The job of any good project manager is to submit all deliverables on time — no exceptions. No matter what mayhem may transpire behind the scenes, the project should land in the client’s inbox on the due date in terrific shape. There are many means to this end. One of the most commonly used strategies is the Critical Path Method (CPM). Originated in 1959 and first used on the construction of aerospace and military projects, now CPM is used to successfully track and complete projects in a variety of industries. The method involves creating graphical representation of project that predicts the completion date for each individual task. Here are just three ways CPM positively affects project management outcomes.
1. Better Tracking of Planned and Actual Timelines
One of the chief purposes of CPM is to create a visual representation of each specific element of a project, along with the time to complete. Included for each task in a CPM project is the earliest start time (ES) and earliest finish time (EF). Perhaps more importantly, the project also reflects the latest start time (LS) and latest finish time (LF) that could occur and still deliver the end product on time. Using this method means project managers can quickly identify if the actual timeline is syncing up with the planned timeline and adjust accordingly.
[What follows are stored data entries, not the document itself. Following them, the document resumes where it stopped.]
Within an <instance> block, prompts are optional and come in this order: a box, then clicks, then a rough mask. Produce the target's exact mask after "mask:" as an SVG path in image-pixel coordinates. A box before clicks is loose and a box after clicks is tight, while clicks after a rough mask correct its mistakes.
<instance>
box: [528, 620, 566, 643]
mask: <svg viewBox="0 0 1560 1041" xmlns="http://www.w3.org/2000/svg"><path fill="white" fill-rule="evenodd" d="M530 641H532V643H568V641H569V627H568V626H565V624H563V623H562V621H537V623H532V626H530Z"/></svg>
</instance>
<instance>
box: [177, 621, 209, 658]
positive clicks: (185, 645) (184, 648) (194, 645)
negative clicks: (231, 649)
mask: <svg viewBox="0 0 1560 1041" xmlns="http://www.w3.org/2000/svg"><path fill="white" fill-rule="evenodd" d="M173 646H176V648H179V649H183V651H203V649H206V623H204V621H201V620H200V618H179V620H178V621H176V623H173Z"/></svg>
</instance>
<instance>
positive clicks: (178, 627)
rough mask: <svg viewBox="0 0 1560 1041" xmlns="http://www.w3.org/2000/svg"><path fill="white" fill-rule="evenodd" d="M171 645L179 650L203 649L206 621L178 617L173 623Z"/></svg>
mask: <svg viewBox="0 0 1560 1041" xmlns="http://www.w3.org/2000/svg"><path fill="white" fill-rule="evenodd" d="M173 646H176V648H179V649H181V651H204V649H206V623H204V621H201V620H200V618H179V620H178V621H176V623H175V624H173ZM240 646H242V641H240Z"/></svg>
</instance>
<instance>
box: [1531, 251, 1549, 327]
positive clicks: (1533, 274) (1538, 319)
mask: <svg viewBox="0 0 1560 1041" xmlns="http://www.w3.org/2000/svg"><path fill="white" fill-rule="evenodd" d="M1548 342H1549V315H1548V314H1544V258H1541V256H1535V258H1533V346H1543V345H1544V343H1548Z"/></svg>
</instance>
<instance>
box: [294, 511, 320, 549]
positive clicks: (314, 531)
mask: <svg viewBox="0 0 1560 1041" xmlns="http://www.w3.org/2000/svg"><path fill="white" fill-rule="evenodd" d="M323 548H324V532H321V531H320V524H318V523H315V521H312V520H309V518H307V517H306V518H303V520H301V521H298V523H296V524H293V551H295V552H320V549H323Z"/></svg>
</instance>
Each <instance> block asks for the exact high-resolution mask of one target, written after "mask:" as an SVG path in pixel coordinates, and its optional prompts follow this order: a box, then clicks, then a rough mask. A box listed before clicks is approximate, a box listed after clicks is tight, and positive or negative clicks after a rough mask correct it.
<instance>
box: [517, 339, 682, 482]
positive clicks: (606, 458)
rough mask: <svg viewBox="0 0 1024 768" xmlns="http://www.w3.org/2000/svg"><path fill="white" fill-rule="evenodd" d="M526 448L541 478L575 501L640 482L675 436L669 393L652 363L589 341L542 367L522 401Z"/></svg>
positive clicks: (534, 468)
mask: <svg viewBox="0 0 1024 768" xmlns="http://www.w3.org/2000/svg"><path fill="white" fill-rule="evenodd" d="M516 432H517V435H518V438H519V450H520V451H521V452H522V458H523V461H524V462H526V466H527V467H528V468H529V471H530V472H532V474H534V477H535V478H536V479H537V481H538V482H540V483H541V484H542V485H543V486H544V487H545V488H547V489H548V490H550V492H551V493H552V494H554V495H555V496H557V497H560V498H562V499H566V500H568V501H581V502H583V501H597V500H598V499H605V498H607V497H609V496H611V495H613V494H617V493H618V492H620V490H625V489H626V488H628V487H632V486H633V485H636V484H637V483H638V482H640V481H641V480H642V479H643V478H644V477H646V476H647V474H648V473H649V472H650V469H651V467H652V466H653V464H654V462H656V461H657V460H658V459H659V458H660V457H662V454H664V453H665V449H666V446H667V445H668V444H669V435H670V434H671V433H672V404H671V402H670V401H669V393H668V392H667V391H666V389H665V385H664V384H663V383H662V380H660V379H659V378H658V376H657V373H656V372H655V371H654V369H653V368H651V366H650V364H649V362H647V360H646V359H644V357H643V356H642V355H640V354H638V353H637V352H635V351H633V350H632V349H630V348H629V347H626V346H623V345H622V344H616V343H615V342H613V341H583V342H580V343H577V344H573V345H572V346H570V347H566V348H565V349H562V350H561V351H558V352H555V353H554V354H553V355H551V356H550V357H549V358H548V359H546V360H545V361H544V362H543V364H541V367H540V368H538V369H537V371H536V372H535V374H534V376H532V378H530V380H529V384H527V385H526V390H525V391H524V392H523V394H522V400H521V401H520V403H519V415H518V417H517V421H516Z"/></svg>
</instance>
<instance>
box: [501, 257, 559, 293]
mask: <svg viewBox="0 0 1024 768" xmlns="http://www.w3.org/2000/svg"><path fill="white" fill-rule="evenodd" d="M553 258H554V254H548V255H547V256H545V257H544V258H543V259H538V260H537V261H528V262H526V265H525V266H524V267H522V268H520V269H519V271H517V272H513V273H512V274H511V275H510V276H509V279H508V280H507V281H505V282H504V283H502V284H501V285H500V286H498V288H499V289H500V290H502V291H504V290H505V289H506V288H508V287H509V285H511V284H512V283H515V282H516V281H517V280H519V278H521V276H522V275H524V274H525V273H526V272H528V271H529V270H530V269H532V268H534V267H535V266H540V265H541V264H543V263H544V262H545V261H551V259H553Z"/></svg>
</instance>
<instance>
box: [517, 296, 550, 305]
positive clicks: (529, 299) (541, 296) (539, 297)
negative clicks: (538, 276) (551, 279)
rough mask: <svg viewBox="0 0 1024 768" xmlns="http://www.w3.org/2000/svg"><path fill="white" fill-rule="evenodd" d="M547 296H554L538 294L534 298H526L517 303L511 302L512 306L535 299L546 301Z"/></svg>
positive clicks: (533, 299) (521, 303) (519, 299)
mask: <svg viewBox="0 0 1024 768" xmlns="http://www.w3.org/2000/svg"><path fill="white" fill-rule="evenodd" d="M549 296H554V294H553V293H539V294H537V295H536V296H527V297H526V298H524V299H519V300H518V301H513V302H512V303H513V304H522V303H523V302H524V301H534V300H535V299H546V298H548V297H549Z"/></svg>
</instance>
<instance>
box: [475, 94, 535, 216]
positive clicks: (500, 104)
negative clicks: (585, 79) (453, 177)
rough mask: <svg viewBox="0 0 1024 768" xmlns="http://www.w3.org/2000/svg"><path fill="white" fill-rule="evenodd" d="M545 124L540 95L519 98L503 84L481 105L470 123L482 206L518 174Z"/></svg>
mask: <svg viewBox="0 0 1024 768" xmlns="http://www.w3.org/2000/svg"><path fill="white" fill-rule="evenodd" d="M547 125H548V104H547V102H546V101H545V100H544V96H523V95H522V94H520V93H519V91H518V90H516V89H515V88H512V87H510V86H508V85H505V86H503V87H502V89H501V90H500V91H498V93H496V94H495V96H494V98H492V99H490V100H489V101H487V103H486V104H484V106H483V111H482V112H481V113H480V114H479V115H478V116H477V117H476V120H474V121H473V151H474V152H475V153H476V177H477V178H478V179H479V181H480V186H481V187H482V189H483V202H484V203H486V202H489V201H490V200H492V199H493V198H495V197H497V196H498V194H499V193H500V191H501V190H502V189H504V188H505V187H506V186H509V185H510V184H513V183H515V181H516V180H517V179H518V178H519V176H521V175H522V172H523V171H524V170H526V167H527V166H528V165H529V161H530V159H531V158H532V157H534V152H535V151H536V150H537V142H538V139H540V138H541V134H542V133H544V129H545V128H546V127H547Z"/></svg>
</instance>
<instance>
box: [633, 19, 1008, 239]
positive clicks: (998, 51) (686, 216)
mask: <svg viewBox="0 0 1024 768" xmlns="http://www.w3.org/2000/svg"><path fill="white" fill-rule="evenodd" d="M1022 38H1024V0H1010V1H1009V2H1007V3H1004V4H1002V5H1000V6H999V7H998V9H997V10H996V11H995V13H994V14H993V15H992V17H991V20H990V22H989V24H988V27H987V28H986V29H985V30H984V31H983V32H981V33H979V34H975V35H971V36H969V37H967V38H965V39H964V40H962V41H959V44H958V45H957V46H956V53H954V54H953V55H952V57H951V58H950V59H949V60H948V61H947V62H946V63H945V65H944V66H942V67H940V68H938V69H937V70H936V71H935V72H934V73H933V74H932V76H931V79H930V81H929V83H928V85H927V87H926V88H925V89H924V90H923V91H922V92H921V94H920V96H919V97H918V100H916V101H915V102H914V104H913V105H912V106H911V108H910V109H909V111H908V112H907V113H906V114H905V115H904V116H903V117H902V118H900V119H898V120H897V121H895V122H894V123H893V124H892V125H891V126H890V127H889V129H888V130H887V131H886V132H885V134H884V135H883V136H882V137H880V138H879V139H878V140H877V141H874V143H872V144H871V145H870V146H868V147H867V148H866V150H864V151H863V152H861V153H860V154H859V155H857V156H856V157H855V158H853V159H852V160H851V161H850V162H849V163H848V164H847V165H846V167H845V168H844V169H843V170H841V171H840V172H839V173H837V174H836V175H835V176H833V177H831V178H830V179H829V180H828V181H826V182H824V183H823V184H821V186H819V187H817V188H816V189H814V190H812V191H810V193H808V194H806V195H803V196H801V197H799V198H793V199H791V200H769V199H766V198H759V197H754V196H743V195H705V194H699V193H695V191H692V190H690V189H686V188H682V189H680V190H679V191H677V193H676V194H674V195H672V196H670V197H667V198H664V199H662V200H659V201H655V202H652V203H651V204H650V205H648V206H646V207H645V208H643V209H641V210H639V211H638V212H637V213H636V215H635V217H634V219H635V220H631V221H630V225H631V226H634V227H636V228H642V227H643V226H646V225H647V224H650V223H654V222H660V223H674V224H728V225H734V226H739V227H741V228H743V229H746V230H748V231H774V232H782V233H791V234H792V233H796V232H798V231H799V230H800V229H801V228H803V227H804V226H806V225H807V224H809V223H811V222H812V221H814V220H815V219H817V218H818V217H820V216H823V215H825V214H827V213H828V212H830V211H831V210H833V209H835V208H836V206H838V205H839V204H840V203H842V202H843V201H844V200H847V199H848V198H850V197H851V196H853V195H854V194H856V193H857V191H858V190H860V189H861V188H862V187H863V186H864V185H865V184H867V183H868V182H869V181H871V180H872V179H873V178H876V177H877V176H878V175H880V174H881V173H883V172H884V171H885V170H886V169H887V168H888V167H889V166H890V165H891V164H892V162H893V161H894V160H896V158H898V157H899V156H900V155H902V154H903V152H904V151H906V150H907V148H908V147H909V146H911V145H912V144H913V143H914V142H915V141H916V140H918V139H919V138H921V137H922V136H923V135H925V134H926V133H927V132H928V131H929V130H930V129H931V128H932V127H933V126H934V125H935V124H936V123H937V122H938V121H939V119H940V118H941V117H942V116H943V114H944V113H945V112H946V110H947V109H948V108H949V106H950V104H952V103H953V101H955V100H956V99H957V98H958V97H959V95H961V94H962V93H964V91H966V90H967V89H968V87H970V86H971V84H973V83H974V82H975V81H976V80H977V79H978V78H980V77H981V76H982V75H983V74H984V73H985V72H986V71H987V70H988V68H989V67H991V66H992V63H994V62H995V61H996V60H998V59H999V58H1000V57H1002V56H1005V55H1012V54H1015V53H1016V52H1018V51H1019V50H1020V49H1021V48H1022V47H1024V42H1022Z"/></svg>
The ability to compare plans with actual completion is invaluable to project management.
2. Identification of Vital Tasks
Thanks to the visual nature of CPM and the careful calculations regarding the length of each task, the method also helps identify the most important items within a project. According to Dr. Larry Bennett, an expert on CPM and author of a guide on the method, CPM “… clearly identifies the tasks that you will have to closely manage.” Project managers can color code the parts of a project that most other tasks depend on, for instance. The ability to track the most vital parts of a project daily reduces the likelihood of a late that impacts the rest of the project and causes large-scale set-backs. On the flip side, it’s also easy to see which tasks should be set aside first should employee resources become unexpectedly limited or a staff member be lost from the project altogether.
3. Awareness of Dependencies and Maximum Slack Time
The slack time of a project is the amount of time a particular piece can be delayed without causing a negative ripple effect elsewhere on the timeline. In other words, it’s the amount of time outside of the earliest and latest start times and the earliest and latest finish times. A project manager can quickly verify how much slack is available within a project and advise the stakeholders accordingly. CPM also makes dependent tasks identifiable. Project managers are acutely aware of which tasks will delay other future project pieces and which are independent enough to be late with little consequence.
The Critical Path Method may have its roots in scientific and construction projects, but it is applicable to nearly all types of work. Content creators and marketers also find the method useful in tracking each piece of advertising campaigns, for instance. The visual nature of the method is hard to rival, and there are myriad of software programs to aid in the easy management of a CPM project.